The new plant was built by GS E&C (95%) and Mitsui (5%) under a turnkey contract. Tokyo Electric Power Services Company was a consultant. A gas turbine, a generator, and auxiliary equipment were supplied by Alstom. Fuji Heavy Industries supplied a steam turbine, Sedae Enertech Company supplied a heat recovery steam generator, and Honeywell supplied an automatic control system. Construction started in December 2007 and was finished in March 2010. The new plant was inaugurated by Armenian president Serzh Sargsyan on 22 April 2010.

===Future plant===
In 2015, it was announced that the Italian contractors Renco S.p.A. would build and operate a $285 million, 250 megawatt unit, with an up to 53% general coefficient of efficiency. The groundbreaking of the construction of the new unit took place on March 30, 2017 at the vicinity of the new combined-cycle plant, with the presence of President Serzh Sargsyan, the Director General of Renco Company Mr. Jovanni Rubini, and the Ambassador of Italy to Armenia Mr. Giovanni Ricciulli. Construction is envisaged to last between 26 and 30 months, to be concluded in the second half of 2019. The unit will allow Armenia the chance to ensure a secure and dependable supply of electric energy to the neighboring countries, turning into a major player at the energy market of the region.

==Characteristics==
The old plant, which consisted of seven units, had 550 megawatts of electrical power and 630 GCal/h of thermal capacity. It included two К-150-130-type turbines (150 megawatts of electrical capacity each), four PT-50-130/13-type and one Р-50-130/13-type turbines (50 megawatts of electrical capacity each), two TGM-94 boilers (500 t/h of steam capacity each), and five TGM-84 boilers (420 t/h of steam capacity each).

The total installed capacity of the new plant is 271.1 megawatts, corresponding electrical capacity is 242 megawatts and thermal capacity is 434.9 GJ/h. The re-equipment of the operating unit of the Yerevan Thermal Power Plant is set to kick off in August 2018 as a result the plant's capacity is supposed to increase by about 7 MW to 227 MW, the specific fuel consumption will reduce from 258.1 g/kWh to 252.8 g/kWh, the efficiency of the power unit will increase by 1%, the useful generation of electricity will increase by 59.5 million kWh, which corresponds to more than 1.2 billion drams under the current tariff.

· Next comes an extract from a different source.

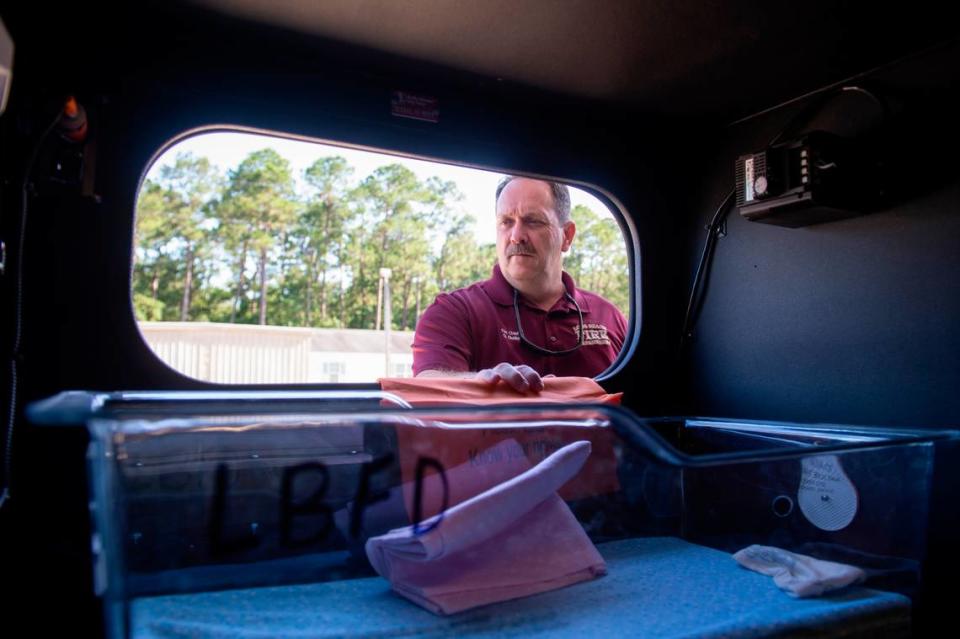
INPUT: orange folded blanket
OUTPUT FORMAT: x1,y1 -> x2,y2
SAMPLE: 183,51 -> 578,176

The GT13E2 MXL gas turbine, manufactured by Alstom, has a capacity of 179.9 megawatts, and the steam turbine, manufactured by Fuji Heavy Industries, has a capacity of 63 megawatts. The plant produces a quarter of the country's electricity. It uses Iranian gas supplied through the Iran–Armenia gas pipeline. For each cubic meter of natural gas obtained from Iran, three kilowatt hours of electricity are provided; 38% goes to Iran, while 62% is sold domestically. Construction of the new plant helped reduce the electricity production cost from 400 Armenian drams per kilowatt hours to 160–170 drams per kilowatt hour.

The plant is equipped with GT13E2 MXL gas turbines. It has 179.9 megawatts of capacity and operates in two modes with 36.4% efficiency. The steam turbine has 63 megawatts of electrical capacity and 103.7 GCal/h of heat capacity.

The new plant has 71 employees, while the old plant had 986 employees. The new plant is almost 70% more efficient than the old. Compared with the Hrazdan Thermal Power Plant, it uses half as much fuel: no more than 256 g per kilowatt hour of electricity. Sulfuric acid emissions are tens of times lower, and nine times less nitric oxides (NO_{x}) are emitted. Carbon dioxide (CO_{2}) emissions were reduced by more than half, and emissions of carbon monoxide (CO) are about 38 times lower. Water consumption is more than three times lower.